Turbulence induced particle and heat load on the first wall in different confinement regimes

AUG Seminar

  • Datum: 17.06.2024
  • Uhrzeit: 12:20 - 13:20
  • Vortragender: Adriano Stagni
  • Ort: L6 II
  • Raum: Seminarraum L6, 2.Stock Süd

The turbulent dynamics in the edge and scrape-off layer (SOL) regions determines the particle and heat fluxes at the tokamak divertor and first wall. This presentation summarizes the work carried out within a doctoral research project at Consorzio RFX, Padua, Italy. Herein, the SOL transport properties have been studied by means of two extensive high-density H-mode datasets on TCV, where either the gas fuelling rate or the plasma shaping have been varied at constant plasma current, toroidal field and auxiliary heating power.
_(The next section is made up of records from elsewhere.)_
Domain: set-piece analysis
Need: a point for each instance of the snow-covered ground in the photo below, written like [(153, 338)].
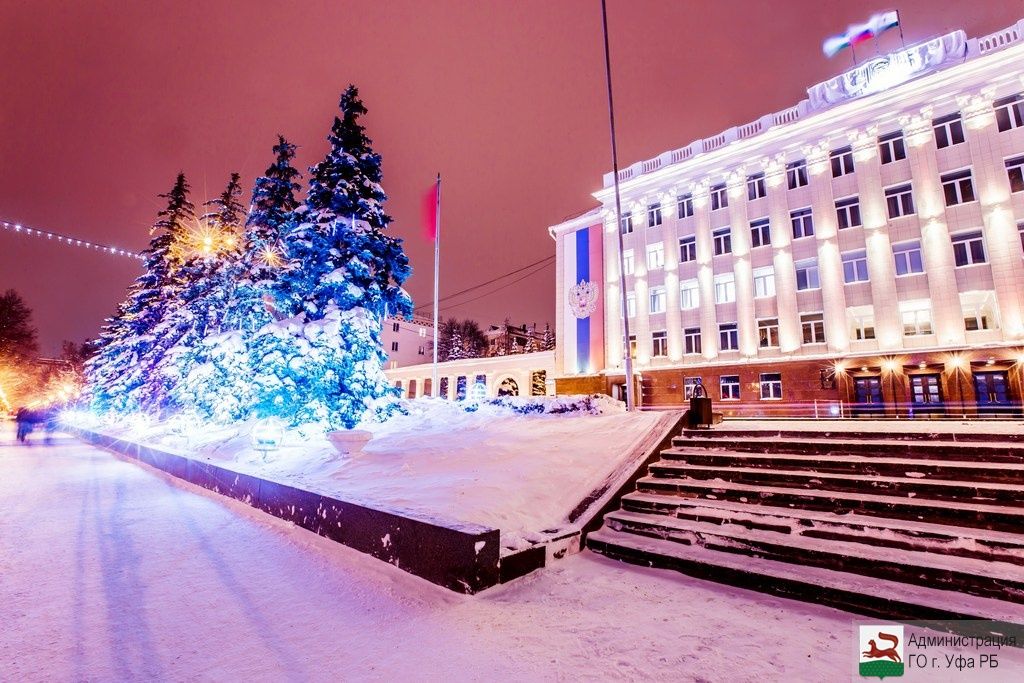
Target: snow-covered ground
[(112, 571), (518, 473), (890, 426)]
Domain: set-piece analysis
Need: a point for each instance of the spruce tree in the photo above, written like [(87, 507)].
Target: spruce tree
[(116, 374)]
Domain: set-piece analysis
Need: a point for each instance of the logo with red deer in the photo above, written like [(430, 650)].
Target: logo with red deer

The features of the SOL profiles and fluctuations have been correlated with the αt turbulence control parameter defined in [Eich et al 2020 Nucl. Fusion 60056016], quantifying the level of resistive ballooning turbulence relative to drift wave transport. Like in previous work, at high upstream density and high upper triangularity a transition has been obtained from a type-I ELMy regime to the Quasi-continuous exhaust (QCE) scenario. Within both datasets, an increase in αt has been correlated with a continuous broadening of both the divertor heat load footprint and the near SOL upstream density profile. This is associated with the progressive formation of a density shoulder in the far SOL. These behaviours have been linked to an enhancement of the radial filamentary transport level towards the first wall. Within the gas fuelling scan database, at higher αt larger filaments travel radially faster towards the midplane first wall, propagating mostly within the resistive X-point or resistive ballooning regimes. Within the shaping scan database, the average, the standard deviation, and the frequency of fast fluctuation measurements increase towards high δup. From low to high shaping, midplane neutral pressure measurements do not suggest a significant variation in the local ionization sources, whereas the total core radiated power increases, possibly owing to a higher first wall carbon intake due to changes in magnetic topology.